三、仮りに原告の承諾が認められないとしても、(一)被告は資力があり、賃料不払いや延滞等の恐れはなく、(二)井関は金銭債務のため止むなく、建物所有権並びに土地賃借権を失ったもので、地主たる原告に対し背信的意図を有しない。(三)被告は前記伊藤らを通じ相当額の名義変更料を支払うことおよび地代の値上げにも応ずる旨を表明してあるもので、地上建物についても正当に所有権を取得し、所有権取得登記手続をも完了している。以上の事情を綜合すると、原告と井関ないし被告との間には、賃貸借関係における当事者間の信頼関係は破壊されていない特段の事由があるから、原告の承諾がなくとも本件土地賃借権の譲渡は有効である。仮りに有効でないとしても、かかる特段の事情下においては、原告の本訴請求は権利の濫用であってゆるされない。」と述べた。
立証≪省略≫
理由
一 別紙目録記載の土地(本件土地)が原告の所有地であること、被告が地上に同目録記載の建物を所有して本件土地を占有していること、原告が昭和三三年五月五日訴外井関頌に対し本件土地を普通建物所有の目的をもって賃貸し、井関が地上に本件建物を建築所有したこと、本件建物につき昭和三九年四月三日井関から被告に対し所有権移転登記手続がなされていることは当事者間に争いがない。

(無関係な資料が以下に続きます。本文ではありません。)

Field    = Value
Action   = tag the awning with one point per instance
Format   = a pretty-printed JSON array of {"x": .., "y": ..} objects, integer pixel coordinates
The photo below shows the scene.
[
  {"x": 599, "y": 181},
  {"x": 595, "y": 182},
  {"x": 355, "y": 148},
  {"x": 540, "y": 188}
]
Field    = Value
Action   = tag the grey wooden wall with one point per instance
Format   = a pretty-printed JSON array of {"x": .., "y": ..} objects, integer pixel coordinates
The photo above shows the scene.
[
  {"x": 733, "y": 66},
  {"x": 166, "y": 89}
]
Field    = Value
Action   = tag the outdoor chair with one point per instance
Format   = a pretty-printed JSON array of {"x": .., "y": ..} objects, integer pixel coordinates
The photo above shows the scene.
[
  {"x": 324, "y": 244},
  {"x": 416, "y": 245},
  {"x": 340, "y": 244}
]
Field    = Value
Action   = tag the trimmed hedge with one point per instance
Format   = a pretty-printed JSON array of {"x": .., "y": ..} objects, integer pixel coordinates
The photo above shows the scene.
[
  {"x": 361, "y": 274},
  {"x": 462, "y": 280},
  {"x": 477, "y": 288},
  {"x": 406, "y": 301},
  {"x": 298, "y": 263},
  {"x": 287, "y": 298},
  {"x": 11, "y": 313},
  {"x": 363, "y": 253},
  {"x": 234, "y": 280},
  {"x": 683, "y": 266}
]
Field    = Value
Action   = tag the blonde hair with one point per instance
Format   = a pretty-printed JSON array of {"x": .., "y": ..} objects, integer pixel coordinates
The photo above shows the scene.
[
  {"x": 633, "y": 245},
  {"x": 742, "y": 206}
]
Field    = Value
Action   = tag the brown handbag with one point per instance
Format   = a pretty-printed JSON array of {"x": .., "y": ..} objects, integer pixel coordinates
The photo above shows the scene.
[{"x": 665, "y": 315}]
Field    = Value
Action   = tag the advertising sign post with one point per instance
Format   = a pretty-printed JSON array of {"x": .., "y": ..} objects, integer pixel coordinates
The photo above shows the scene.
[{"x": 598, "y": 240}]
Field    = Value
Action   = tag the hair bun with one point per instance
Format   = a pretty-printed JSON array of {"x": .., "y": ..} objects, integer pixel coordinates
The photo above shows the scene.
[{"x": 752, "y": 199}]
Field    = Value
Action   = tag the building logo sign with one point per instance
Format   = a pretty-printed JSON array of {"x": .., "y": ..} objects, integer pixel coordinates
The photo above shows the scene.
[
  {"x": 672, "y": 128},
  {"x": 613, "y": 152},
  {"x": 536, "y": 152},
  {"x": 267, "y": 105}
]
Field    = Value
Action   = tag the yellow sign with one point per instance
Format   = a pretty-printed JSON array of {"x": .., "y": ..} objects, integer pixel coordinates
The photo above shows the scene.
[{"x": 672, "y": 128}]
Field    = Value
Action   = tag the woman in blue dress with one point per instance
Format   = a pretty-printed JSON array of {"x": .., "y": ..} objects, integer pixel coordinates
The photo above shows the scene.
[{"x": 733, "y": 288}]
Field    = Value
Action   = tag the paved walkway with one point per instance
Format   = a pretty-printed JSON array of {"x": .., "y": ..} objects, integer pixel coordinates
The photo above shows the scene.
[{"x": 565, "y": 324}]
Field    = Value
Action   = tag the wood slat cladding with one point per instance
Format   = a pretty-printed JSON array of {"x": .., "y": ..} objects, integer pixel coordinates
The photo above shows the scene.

二 ≪証拠省略≫によれば、井関は訴外行方正明から一〇〇万円を超える金銭債務を負担したため、昭和三九年三月頃行方のために訴外久保田伝次郎が本件建物の売却処分の世話をして訴外伊藤菊次郎に相談をかけ、伊藤が被告に勧めて代金四五万円で買受けを承諾せしめ、井関の有した本件土地賃借権の譲渡について原告の承諾を得べき交渉を引受けたことを認めることができ、右認定を左右すべき証拠はない。
被告は、土地賃借権の譲渡につき原告の承諾があった旨主張するが、
1 ≪証拠省略≫を綜合すれば、伊藤は久保田と両名で原告に交渉に赴き、原告の土地管理人石山重太郎と面談したところ、「名義書替料五、〇〇〇円で貸す」とのことであったが、両名は高額に過ぎると思料して「本人と相談する」とて帰えり、被告も報告を受けて石山の要求額を応諾せず、いずれ再交渉すれば被告方の希望を達し得るものと軽信し、石山に対し諾否を明らかにする処置をとらないでいるうち、原告から昭和三九年五月一一日付文書をもって土地明渡の請求を受けたことが認められ、右認定を覆えすに足る証拠はない。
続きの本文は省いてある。